Reading Tables¶
Use the pandas_gbq.read_gbq()
function to run a BigQuery query and
download the results as a pandas.DataFrame
object.
import pandas_gbq
# TODO: Set project_id to your Google Cloud Platform project ID.
# project_id = "my-project"
sql = """
SELECT country_name, alpha_2_code
FROM `bigquery-public-data.utility_us.country_code_iso`
WHERE alpha_2_code LIKE 'A%'
"""
df = pandas_gbq.read_gbq(sql, project_id=project_id)
Note
A project ID is optional if it can be inferred during authentication, but it is required when authenticating with user credentials. You can find your project ID in the Google Cloud console.
You can define which column from BigQuery to use as an index in the destination DataFrame as well as a preferred column order as follows:
data_frame = pandas_gbq.read_gbq(
'SELECT * FROM `test_dataset.test_table`',
project_id=projectid,
index_col='index_column_name',
columns=['col1', 'col2'])
Querying with legacy SQL syntax¶
The dialect
argument can be used to indicate whether to use
BigQuery’s 'legacy'
SQL or BigQuery’s 'standard'
SQL. The
default value is 'standard'
.
sql = """
SELECT country_name, alpha_2_code
FROM [bigquery-public-data:utility_us.country_code_iso]

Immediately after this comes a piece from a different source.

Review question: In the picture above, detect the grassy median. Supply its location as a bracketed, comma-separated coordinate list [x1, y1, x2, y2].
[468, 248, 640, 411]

WHERE alpha_2_code LIKE 'Z%'
"""
df = pandas_gbq.read_gbq(
sql,
project_id=project_id,
# Set the dialect to "legacy" to use legacy SQL syntax. As of
# pandas-gbq version 0.10.0, the default dialect is "standard".
dialect="legacy",
)
Inferring the DataFrame’s dtypes¶
The read_gbq()
method infers the pandas dtype for each
column, based on the BigQuery table schema.
BigQuery Data Type |
dtype |
---|---|
BOOL |
boolean |
INT64 |
Int64 |
FLOAT64 |
float64 |
TIME |
dbtime |
DATE |
dbdate or object |
DATETIME |
datetime64[ns] or object |
TIMESTAMP |
datetime64[ns, UTC] or object |
If any DATE/DATETIME/TIMESTAMP value is outside of the range of pandas.Timestamp.min (1677-09-22) and pandas.Timestamp.max (2262-04-11), the data type maps to the pandas object dtype.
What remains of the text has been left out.